Wendy must have overhead me muttering, because she gophered up and asked: "What do you mean, 'I just don't see?' "
I leaned back from my workstation, letting my hands drop wearily onto my armrests. "Oh, sorry. I was talking about the programming language C. I just don't C. I'm used to objects and generic programming and everything now, and I hate dropping out of that to just structured programming."
She smiled. "Oh, you must be working on the customer interface layer."

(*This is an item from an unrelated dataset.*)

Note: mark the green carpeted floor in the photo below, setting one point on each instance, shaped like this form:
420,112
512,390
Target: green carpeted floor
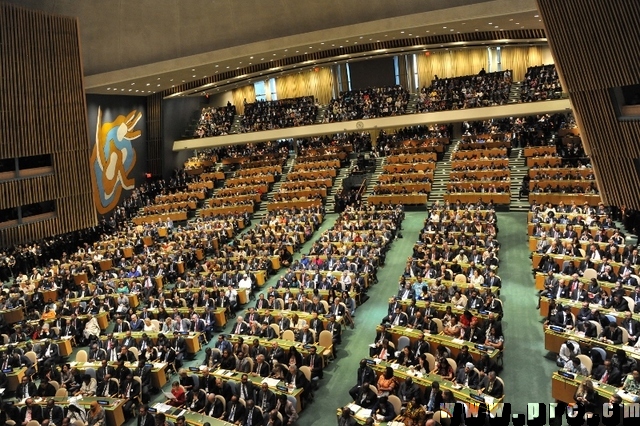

"Right," I sighed, "and it's my first time in there. I don't see -- or C -- why we don't just bite the bullet and expose all the functionality in C++. It would be a lot easier. Everything underneath is written in C++ anyway. Then we could just expose the classes and not have to wrap everything. I'm not even sure how to wrap my objects well in a non-object language, anyway."
This time I saw a shadow approaching out of the corner of my eye, and for once wasn't completely startled when the Guru glided up silently and said: "Easier? For you, perhaps. And what you do not know, you should desire to learn."
We good-morninged her. Then I said: "Say, you'd be a good one to tell us. Why do we write our interface APIs in C? That's so 20th-century, isn't it?"
The Guru looked at me searchingly, as though she were weighing what was in my mind and heart. After a few seconds, it started to feel uncomfortable, and I wondered whether I shouldn't have kept my mouth shut. Too late for that now, though. I braced myself for the consequences.
Finally, she said quietly: "And what, my apprentice, is wrong with C?"
The answer seemed so obvious that I barely dared express it. "Well, uh, it's not object-oriented."
She said cryptically: "A wise prophet once said, and I paraphrase, 'Objects is as objects does.' " [1]
Then she kept looking at me, so I blurted: "And it's not type-safe. It's old. It's... uh, well, it's..."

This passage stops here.